Reha-System vor dem Zusammenbruch: Zahlreiche israelische Soldaten leiden an Belastungsstörungen
Fast drei Jahre nach Ausbruch des Gaza-Kriegs leiden Zehntausende israelische Soldaten unter den psychischen Auswirkungen. Die große Anzahl an Betroffenen stellt die zuständigen Betreuungseinrichtungen vor enorme Herausforderungen. Studien zeigen zudem, dass psychische Belastungsstörungen auch im Gazastreifen weit verbreitet sind.
Seit Beginn des Konflikts vor fast drei Jahren kämpfen viele israelische Soldaten mit seelischen Problemen.
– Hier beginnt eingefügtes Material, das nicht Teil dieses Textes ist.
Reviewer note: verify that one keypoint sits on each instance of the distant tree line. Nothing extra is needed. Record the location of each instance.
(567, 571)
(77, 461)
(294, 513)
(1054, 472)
Laut einer Mitteilung des Verteidigungsministeriums zeigten 65 Prozent der insgesamt 26.600 im Krieg verwundeten Soldaten, die sich an die Reha-Abteilung des Ministeriums wandten, Anzeichen von psychischen Belastungen oder einer posttraumatischen Belastungsstörung (PTBS).
Die Gesamtzahl der verwundeten Soldaten und Sicherheitskräfte aus allen israelischen Kriegen werde voraussichtlich noch in diesem Jahr die Schwelle von 90.000 überschreiten, so das Ministerium weiter. Ein deutlicher Anstieg sei in den vergangenen drei Jahren zu verzeichnen gewesen.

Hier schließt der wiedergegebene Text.